Piling on Bush
Eureka Springs is cutting-edge again. Thanks to the Lovely County Citizen, we’ve learned of an international, er, movement that began in Germany to protest President George Bush in a singular fashion. Pranksters around the world are now making small flags with Bush’s face on them and planting them in piles of dog excrement found in public parks and other places.
The “Bush in Poo” campaign turned up in Eureka recently in a pile of dog waste on Spring Street, near the library. Many, many websites deal with this new form of protest. One of them, pooprotest.com, offers a template to make your own Bush flags. It says that, so far as is known, using dog excrement as a flagstand for a Bush flag is not a violation of the Patriot Act. Yet.
The National Merit report
National Merit Scholarship semi-finalists were announced this week and Little Rock’s Central High School is again at the top of the list in Arkansas, though tied this year with Fayetteville High with 16 semi-finalists each. The Arkansas School for Mathematics, Science and the Arts in Hot Springs, a selective admissions high school, had 13.
Here’s how the state’s 10 largest high schools fared, listed in order of 2004 enrollment with the semi-finalists at each:
1. Rogers (6)
2. Springdale (1)
3. North Little Rock (2)
4. Fayetteville (16)
5. Conway (7)
6. Cabot (6)
7. Bentonville (4)
8. LR Central (16)
9. Fort Smith Southside (3)
10. Bryant (1)
Pulaski County note: After Central, top producers of semi-finalists were Pulaski Academy, 5; Mount St. Mary, 4; Catholic High, 3, and Little Rock Christian, 3.
Temporary duty
We were surprised to learn that Fort Chaffee was not becoming a temporary home for people displaced by Hurricane Katrina. Newcomers to Arkansas are being processed there but moved quickly to church camps and other temporary homes.

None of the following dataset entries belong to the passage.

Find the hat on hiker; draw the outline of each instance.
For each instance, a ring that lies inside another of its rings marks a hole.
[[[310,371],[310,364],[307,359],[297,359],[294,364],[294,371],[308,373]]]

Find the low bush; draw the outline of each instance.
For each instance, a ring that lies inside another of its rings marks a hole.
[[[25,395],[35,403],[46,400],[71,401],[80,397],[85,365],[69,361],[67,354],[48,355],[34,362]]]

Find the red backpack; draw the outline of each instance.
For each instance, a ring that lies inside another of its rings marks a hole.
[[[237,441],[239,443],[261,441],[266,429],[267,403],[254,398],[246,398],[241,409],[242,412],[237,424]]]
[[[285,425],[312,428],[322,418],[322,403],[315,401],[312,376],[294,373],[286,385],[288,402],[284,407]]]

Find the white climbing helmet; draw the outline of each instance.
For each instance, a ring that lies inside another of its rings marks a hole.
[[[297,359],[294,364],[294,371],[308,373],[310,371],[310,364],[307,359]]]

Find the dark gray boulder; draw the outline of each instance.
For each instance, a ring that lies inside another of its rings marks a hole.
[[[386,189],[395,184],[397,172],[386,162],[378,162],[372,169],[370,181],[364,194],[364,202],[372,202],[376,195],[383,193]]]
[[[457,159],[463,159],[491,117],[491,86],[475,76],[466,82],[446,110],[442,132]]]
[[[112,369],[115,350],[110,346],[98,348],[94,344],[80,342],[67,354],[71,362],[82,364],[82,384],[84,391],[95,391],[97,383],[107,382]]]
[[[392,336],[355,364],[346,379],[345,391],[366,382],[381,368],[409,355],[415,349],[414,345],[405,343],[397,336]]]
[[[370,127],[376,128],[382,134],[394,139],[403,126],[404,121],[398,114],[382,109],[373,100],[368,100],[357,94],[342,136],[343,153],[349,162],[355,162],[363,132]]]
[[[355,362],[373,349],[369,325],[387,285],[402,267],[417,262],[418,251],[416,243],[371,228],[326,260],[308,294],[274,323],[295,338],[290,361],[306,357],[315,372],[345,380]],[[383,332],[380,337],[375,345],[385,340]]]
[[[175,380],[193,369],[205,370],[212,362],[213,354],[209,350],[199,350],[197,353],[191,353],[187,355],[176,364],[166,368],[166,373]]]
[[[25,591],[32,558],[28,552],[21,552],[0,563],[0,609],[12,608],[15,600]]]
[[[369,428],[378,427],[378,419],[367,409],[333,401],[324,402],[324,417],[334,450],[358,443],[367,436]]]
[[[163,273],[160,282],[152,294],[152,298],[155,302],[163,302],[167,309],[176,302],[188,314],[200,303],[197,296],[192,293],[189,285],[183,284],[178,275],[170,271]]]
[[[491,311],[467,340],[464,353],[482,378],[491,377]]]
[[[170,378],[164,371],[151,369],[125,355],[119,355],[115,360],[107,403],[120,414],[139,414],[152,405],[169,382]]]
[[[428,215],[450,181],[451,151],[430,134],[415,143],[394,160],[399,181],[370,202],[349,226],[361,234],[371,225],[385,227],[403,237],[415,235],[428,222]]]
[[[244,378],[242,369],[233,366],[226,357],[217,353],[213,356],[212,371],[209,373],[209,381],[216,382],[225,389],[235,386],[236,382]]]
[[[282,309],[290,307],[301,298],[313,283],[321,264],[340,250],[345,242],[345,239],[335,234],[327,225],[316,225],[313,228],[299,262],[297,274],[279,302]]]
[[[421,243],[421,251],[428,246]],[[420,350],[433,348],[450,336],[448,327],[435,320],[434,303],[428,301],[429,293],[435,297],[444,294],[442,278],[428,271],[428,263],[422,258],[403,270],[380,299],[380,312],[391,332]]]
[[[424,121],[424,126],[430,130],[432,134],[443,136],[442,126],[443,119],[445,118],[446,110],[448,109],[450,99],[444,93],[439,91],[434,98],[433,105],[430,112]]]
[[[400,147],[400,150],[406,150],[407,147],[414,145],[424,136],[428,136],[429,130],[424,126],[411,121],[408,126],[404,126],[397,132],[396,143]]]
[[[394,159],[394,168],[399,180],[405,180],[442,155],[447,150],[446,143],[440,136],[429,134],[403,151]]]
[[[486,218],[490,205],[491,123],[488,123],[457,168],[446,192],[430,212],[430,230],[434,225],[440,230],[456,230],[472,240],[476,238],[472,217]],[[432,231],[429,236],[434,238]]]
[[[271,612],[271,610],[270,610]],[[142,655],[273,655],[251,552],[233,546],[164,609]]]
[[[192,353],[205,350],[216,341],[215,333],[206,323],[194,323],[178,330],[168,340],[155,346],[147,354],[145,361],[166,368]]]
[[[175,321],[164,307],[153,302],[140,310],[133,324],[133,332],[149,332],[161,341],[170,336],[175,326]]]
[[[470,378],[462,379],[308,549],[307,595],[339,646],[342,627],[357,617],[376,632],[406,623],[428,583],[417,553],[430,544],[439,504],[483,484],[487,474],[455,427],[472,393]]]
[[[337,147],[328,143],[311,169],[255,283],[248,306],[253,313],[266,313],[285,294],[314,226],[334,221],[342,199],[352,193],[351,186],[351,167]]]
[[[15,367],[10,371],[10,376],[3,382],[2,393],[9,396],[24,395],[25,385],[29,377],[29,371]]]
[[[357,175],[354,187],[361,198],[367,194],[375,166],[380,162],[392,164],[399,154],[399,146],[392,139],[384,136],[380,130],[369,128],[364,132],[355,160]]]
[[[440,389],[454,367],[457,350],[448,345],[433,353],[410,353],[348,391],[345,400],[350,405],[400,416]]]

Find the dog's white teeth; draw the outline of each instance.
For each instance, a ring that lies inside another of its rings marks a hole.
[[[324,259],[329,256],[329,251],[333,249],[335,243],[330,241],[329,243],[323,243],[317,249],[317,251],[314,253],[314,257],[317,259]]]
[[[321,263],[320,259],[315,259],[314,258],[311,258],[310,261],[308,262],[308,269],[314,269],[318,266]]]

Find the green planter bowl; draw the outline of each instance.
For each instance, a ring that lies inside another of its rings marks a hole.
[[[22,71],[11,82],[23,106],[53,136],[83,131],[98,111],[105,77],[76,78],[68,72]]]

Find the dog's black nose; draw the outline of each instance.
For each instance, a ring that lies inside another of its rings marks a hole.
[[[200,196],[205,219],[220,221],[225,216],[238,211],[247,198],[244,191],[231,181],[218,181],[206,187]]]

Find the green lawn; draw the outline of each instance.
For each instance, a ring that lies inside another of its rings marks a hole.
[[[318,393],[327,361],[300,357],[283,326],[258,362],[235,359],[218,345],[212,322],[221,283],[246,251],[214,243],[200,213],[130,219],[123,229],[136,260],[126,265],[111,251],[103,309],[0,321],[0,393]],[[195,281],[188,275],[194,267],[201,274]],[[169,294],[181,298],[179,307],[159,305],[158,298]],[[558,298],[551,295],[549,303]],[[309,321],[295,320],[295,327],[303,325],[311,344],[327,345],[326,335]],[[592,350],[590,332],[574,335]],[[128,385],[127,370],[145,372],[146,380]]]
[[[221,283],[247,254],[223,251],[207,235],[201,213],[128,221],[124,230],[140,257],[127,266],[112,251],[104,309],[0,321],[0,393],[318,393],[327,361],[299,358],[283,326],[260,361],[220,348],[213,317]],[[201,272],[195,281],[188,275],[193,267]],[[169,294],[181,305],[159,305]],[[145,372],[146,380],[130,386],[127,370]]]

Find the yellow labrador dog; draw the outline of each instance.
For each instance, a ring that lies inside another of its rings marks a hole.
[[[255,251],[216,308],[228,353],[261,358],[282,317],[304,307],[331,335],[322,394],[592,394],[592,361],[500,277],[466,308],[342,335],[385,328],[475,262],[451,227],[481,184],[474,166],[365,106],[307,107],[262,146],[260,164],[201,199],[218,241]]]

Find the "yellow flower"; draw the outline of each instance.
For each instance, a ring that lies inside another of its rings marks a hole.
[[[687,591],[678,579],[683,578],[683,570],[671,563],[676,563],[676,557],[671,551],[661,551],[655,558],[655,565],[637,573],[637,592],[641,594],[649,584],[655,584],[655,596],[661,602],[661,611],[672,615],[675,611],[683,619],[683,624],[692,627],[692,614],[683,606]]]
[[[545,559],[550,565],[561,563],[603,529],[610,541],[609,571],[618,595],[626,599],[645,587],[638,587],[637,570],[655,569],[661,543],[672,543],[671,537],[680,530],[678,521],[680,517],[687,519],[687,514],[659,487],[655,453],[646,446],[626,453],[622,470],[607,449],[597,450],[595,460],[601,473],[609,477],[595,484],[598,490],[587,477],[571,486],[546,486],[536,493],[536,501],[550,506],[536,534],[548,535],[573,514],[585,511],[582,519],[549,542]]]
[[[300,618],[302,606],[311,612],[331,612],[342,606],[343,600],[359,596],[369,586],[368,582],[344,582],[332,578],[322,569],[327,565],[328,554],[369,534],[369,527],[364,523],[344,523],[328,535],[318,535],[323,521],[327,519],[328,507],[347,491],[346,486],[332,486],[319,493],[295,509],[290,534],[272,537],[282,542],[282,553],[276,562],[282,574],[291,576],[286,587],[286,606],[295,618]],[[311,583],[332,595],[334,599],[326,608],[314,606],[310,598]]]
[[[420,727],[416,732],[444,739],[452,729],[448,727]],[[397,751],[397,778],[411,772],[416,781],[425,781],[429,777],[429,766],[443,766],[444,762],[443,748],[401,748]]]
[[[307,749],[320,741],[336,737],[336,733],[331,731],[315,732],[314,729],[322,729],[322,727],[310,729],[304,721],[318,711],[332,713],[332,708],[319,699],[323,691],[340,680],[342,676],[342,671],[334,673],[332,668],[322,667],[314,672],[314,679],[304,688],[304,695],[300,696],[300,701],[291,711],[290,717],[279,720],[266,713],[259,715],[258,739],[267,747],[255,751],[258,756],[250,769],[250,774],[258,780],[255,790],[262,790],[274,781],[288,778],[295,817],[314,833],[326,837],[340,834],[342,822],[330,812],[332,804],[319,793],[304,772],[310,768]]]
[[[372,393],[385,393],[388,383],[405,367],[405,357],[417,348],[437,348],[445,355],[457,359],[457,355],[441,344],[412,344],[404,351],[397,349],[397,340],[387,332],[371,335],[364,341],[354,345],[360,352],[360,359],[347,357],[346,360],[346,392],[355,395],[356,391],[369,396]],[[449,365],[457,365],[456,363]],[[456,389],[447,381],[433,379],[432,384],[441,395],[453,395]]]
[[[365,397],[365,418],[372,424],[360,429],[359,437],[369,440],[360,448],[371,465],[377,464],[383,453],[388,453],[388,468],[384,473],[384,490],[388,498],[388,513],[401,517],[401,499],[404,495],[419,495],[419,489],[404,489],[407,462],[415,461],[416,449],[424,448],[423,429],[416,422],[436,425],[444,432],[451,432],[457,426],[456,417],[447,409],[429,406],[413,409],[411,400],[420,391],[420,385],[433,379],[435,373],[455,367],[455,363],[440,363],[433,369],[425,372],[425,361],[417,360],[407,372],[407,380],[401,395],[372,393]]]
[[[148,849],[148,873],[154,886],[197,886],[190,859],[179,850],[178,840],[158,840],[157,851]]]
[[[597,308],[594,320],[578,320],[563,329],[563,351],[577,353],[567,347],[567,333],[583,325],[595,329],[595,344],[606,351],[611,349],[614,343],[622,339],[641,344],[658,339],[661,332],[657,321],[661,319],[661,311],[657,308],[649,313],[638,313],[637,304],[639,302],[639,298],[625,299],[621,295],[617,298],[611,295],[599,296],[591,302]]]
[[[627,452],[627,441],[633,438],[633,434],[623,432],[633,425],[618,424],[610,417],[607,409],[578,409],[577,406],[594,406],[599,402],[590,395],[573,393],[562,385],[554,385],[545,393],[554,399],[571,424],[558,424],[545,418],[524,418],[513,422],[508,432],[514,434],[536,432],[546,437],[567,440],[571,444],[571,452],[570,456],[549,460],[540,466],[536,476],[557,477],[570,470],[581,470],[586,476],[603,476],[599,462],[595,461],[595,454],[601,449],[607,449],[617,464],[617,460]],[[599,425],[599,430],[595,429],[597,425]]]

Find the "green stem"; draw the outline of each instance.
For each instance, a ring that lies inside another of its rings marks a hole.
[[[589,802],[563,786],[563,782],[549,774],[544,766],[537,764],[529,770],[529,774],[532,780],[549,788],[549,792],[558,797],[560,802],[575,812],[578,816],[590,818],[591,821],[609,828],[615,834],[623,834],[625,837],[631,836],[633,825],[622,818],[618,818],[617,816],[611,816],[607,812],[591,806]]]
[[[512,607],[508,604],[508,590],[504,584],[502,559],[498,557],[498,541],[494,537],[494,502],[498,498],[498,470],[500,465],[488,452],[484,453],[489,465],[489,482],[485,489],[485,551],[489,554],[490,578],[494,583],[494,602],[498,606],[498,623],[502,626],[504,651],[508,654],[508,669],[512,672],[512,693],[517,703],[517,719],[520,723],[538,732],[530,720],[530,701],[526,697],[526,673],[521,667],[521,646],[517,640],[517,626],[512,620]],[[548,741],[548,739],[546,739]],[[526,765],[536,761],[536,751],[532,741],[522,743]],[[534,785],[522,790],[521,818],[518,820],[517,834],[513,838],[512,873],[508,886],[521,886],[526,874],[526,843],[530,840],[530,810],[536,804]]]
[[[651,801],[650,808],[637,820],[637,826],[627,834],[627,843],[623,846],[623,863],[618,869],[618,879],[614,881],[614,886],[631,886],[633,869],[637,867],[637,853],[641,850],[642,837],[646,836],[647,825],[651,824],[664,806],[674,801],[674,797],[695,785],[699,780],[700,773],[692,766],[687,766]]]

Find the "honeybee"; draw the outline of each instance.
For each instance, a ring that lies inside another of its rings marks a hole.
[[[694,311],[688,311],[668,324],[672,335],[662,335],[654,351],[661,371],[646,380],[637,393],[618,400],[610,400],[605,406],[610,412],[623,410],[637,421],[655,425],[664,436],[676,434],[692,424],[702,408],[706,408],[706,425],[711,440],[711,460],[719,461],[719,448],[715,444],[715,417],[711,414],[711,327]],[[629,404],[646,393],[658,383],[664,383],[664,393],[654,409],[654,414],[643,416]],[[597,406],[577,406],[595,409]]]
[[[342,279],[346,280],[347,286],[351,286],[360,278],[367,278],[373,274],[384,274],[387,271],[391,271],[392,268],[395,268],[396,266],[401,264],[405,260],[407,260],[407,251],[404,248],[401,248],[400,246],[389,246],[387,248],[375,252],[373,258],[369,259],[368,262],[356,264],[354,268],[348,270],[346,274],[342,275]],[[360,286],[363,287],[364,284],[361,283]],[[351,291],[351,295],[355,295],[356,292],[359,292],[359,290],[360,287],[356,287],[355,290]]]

Capt. Kristine Munn with the Arkansas National Guard said that Fort Chaffee is being used only as a staging point due to its “bare bones” facilities.
“[The facilities at Chaffee are] from World War II. They’re open, bay-style barracks. They have been refurbished, so they have heat and A/C and basic necessities, but there’s only one bathroom per floor because we’re used to housing a bunch of male soldiers in there.”
Munn said the decision to mothball Chaffee as a shelter for now was made by Gov. Mike Huckabee. “We started getting word a long, long time ago that if we did house people there, it’d be just because there were so many [evacuees] in the state that all the other places were filled up.”
Could local jitters about housing thousands of New Orleans people in one place — as Chaffee would be able to do — have had anything to do with the decision? Munn said she hadn’t heard anything about that. While Munn said armed National Guardsmen were sent to Chaffee during the arrival of the first wave of evacuees “because of all the reports we were receiving from New Orleans,” the situation has been calm and very positive.